Et J., 2 ans aussi, qui, par visioconférence, demande à ses grands-parents de voir les jouets qu’il connaît et qu’il aime dans leur maison. Il a besoin de vérifier que les choses existent encore telles qu’il les connaît
Si beaucoup, dès cet âge, réclament la crèche ou leurs grands-parents chéris, pour autant il faudra probablement du temps, du tact et de l’empathie pour qu’ils puissent sereinement se séparer de nouveau de leur maman.
Peut-être avez-vous pu garder contact avec l’assistante maternelle, avec l’équipe de la crèche, tout au long du confinement ? C’est bien sûr le mieux.
La difficulté pour les structures d’accueil est de proposer des solutions adaptées à chaque situation, chaque famille, et pour les parents d’être dans l’observation et l’écoute attentive des réactions de leur enfant.
Que peut-on prévoir pour que tout se passe bien ?
Mieux vaut, sans stress, anticiper et s’organiser.
- Si vous ne l’avez pas encore fait, essayez de reprendre contact avec les personnes qui s’occupent de votre bébé, pour réfléchir ensemble à ce qui semble possible ou non. Essayez qu’il entende leur voix, ou qu’il les voie en visio-contact.
- Parlez-en de plus en plus avec votre bébé, redites-lui les noms des adultes, des copains.

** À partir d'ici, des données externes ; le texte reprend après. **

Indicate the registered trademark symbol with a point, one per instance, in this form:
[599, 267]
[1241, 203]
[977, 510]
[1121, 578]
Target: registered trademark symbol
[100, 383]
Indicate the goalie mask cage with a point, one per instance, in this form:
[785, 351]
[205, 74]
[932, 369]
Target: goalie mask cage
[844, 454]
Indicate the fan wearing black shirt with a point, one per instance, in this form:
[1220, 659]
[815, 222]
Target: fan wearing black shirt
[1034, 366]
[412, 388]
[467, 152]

- Essayez de lui remettre en mémoire l’organisation habituelle de ses journées. Détaillez les moments qu’il vit quand vous travaillez, comment se passe le matin, le départ de la maison, l’accueil, les jeux et les jouets qu’il aime, le repas, le sommeil, le retour le soir à la maison. Faites revivre dans son esprit la crèche, l’assistante maternelle, les copains.
- Reprenez peu à peu les horaires de lever, d’habillage, de bain. Ca vous sera utile à vous aussi pour vous remettre en mode « fonctionnement habituel ».
Le cerveau humain est incroyablement adaptable – nous l’avons tous encore vérifié pendant cette période de confinement – mais c’est au prix de beaucoup d’efforts et de fatigue. Chaque fois que possible, l’anticipation facilite les changements et épargne de l’énergie. Dans cette idée, voici une piste :
Préparer un « calendrier visuel » du déconfinement.
Vous pouvez le faire de plein de façon très simple : des carrés sur une feuille, et on barre ou on colorie un carré par jour, des cartonnettes découpées et collées sur un carton fort ou des magnets sur le frigo.
L’idée est que votre tout-petit, à partir de 18 mois environ, puisse visualiser le temps qui reste « AVANT » : avant d’aller à la crèche, avant de revoir telle ou telle personne.. et qu’il réalise que ce temps diminue chaque jour.
L’idée est de trouver un système où l’on peut “enlever” un jour chaque matin (les petits comptent toujours en nombre de “dodos”), ou sur lequel on cache les jours passés. N’hésitez pas à le faire participer, avec quelque chose de concret à faire lui-même : coller le papier qui veut dire « jour fini » ou enlever du frigo le magnet d’hier.
Selon l’âge, pas la peine de le faire plus d’une semaine ou 10 jours avant l’évènement que vous voulez préparer.
Nous y voilà enfin :
nous pouvons recommencer à imaginer reprendre une partie de nos vies « normales » ! Je vous souhaite un déconfinement suffisamment sécurisé et joyeux !
N’oubliez pas de fêter tous les petits moments de plaisir retrouvés !
Ce texte nous a été transmis par Martine de Vigan, médecin de PMI retraitée, auteur du blog La Naissance des mamans.